Green’s Dictionary of Slang

hit the ball v.

1. (US) to leave quickly [railway jargon highball, a signal directing the train to go at full speed].

[US]G. Milburn ‘Gila Monster Route’ in Hobo’s Hornbook 158: The con highballed, and the manifest freight / Pulled out on the stem behind the mail, / And she hit the ball on a sanded rail.
[US]J.T. Farrell Gas-House McGinty 196: Hit the ball I said [...] you dirty Dutchman, hit the ball!
[US]AS XIX 35: [note] These grand trains [...] hit the ball at 50 miles an hour.
[US]Ragen & Finston World’s Toughest Prison 803: hit the ball – [...] to travel swiftly.

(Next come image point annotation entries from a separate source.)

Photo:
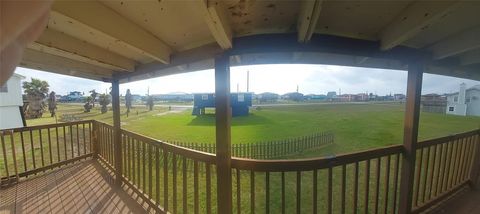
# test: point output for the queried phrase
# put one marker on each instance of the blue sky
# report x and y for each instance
(316, 79)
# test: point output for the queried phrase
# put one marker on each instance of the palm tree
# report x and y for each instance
(104, 100)
(37, 91)
(93, 94)
(128, 101)
(52, 103)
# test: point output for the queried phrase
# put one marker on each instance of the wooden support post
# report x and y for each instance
(410, 134)
(474, 171)
(223, 116)
(117, 145)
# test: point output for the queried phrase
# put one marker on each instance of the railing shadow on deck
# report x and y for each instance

2. (US) to work hard, to be diligent at a job [sporting imagery].

[US]N. Klein ‘Hobo Lingo’ in AS I:12 651: Hit the ball—forced to ‘hustle’ for a job.
[US]J. Callahan Man’s Grim Justice 270: I resorted to persuasion in an effort to make the departmental heads [...] ‘hit the ball.’.
[US]J.T. Farrell Gas-House McGinty 202: We hit the ball here in the daytime.
[UK]W. Attaway Let Me Breathe Thunder (1940) 224: I was the only man she ever took up with that could really hit the ball.
[US]J.T. Farrell ‘A Teamster’s Payday’ in To Whom It May Concern 60: He had had to keep hitting the ball, with kids coming, expenses mounting.
[US]Ragen & Finston World’s Toughest Prison 803: hit the ball – To work hard; to travel swiftly.